NOTE: seeing this on production as well as staging
Steps to Reproduce:
1. Log in to SUMO and load https://support-stage.mozilla.org/en-US/kb/Creating+articles
2. Type something in the "Quick edit an article" textfield and click "Edit"
3. When the page loads (something like https://support-stage.mozilla.org/tiki-editpage.php?page=Hotdogs), type some stuff into the "Edit:" field and the "Edit Summary:" field
4. Click "Save"
The article is created
Page Load Error: connect reset
Created attachment 364404 [details]
I upgraded all four back end servers to RHEL 5.3 (because it hadn't been done yet, and just to eliminate unapplied security updates from being an issue) and rebooted them. Didn't seem to help any. There's no unusual load on the databases, nor on the back end machines. The Connection Reset error seems to imply that it could be a netscaler issue, since the browser is actually talking to the netscaler.

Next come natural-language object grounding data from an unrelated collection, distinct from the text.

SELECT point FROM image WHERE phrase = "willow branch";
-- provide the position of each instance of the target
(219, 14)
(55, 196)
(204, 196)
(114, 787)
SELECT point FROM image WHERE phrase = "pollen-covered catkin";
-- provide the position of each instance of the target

Note that this is reproducible on both stage and production, and started happening in production BEFORE last night's code push, so the code push is not responsible for this.
There's been bugs on other sites having issues with the netscaler doing this to them that were fixed by tweaks to the netscaler config, (seach fixed mozilla.org bugs for "conn reset") but I don't know what was done or if it's still relevant (it's been a while).
Both stage and production do go through the netscaler, also.
Are you certain this problem is also occurring in production? If so, could you provide a sample case or, at least, a timestamp for a recent incident?
I believe I've identified the source of the problem for the staging site, but it's not relevant to production.
mrapp-stage02 appears to have an inappropriate ethernet bonding configuration. It's missing necessary options in /etc/modprobe.conf, which is causing it to revert to the default round-robin balancing of traffic between eth0 and eth1. This is confusing the forwarding tables on core1 and core2, creating packet loss for this host. The packet loss is significant enough that it is causing the NetScaler to fail health checks on a regular basis.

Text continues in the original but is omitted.